PL-300 – Section 25: Part 3 Level 3 – Statistical Functions
188. Measures – an Introduction, with Standard Aggregations including Countblank
In this part of the course, what we’re going to do is have a look at not new columns, though, we will be using what we’ve learnt in the previous session in the future part of this course, but also new measures.
Now, we’ve used measures quite a lot in part one of this course. Whenever you drag anything through to visualisation, it’s quite often if it’s numerical going to be a measure. So previously, we had the sales territory and sales amount. And we are summing it and that is a measure. And measure is something that you can sum, you can average, you can mean, you can max, it also happens to be something that you can count.
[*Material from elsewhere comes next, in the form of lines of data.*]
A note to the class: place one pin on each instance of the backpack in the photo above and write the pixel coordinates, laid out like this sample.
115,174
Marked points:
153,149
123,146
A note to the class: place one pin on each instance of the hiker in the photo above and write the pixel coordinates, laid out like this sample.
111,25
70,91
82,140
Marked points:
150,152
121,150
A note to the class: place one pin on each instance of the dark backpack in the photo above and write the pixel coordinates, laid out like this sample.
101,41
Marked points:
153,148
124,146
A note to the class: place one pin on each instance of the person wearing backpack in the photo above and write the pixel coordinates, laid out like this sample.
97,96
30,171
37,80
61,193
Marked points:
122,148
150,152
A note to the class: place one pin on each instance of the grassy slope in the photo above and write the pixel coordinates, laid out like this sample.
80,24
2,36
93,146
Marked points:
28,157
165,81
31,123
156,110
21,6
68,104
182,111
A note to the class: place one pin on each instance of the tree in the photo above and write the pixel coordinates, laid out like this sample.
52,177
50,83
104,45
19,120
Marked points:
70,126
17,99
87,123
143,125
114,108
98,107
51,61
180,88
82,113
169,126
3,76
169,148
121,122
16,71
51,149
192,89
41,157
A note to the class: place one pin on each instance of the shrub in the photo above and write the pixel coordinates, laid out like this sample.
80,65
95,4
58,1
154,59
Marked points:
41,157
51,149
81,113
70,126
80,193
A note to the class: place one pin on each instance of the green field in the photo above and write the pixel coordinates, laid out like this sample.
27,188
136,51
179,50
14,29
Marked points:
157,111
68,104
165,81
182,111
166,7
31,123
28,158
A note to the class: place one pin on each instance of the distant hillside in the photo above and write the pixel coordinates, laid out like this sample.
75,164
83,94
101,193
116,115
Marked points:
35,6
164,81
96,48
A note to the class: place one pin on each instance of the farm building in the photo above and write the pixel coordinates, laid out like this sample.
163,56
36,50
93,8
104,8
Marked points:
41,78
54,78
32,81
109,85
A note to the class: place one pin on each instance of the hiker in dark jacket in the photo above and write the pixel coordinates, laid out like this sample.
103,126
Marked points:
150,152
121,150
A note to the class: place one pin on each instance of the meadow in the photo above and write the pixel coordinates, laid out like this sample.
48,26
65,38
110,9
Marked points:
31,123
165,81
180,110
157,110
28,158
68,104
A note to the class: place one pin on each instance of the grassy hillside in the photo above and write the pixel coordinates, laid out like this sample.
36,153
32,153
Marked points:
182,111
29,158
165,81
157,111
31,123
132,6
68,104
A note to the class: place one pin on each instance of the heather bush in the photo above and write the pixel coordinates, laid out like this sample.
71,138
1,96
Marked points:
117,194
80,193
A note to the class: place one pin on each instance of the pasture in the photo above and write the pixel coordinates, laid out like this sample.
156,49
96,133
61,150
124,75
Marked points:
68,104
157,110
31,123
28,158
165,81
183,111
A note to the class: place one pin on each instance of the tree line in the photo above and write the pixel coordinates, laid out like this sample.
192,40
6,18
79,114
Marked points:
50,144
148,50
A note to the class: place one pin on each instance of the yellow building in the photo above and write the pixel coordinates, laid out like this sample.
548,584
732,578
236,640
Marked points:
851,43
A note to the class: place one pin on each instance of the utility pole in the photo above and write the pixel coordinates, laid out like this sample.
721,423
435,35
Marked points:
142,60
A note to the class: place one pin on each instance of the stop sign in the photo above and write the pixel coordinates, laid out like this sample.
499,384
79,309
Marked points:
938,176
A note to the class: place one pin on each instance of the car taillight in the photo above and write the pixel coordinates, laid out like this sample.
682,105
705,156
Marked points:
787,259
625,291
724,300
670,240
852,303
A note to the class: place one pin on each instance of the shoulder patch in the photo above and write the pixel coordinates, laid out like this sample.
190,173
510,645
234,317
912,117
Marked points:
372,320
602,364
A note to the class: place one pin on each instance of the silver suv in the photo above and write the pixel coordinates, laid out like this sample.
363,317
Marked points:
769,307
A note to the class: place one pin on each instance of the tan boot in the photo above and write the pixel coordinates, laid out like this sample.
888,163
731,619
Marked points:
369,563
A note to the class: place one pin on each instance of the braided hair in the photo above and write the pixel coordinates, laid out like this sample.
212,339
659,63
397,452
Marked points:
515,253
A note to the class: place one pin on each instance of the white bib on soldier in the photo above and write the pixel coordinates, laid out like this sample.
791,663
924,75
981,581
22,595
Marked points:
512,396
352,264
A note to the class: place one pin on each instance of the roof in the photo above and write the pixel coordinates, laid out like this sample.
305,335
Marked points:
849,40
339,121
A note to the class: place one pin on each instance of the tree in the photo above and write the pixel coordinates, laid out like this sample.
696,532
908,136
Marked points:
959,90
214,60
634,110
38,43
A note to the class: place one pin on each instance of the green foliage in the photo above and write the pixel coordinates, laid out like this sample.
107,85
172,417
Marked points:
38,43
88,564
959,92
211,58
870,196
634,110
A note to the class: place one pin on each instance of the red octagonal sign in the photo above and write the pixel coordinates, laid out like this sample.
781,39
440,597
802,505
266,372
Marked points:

So, you can also count things that aren’t measures for instance. I can count the colours. I can count how many distinct colours there are in the rainbow. So, six or seven of them. But there are some limitations as to what we can do with measures and what we’re going to do in this video, is have a look at the standard measures plus one or two more as they are represented in the DAX language. So, here are the standard functions that you probably are very familiar with: sum, average, count, max and mean. Sum adds together than numbers. Average is an arithmetical mean of numbers. So, it adds all the numbers together and divide by the total number of numbers. Count counts the number of numbers. Max gives the largest numeric value and mean gives the smallest numeric value.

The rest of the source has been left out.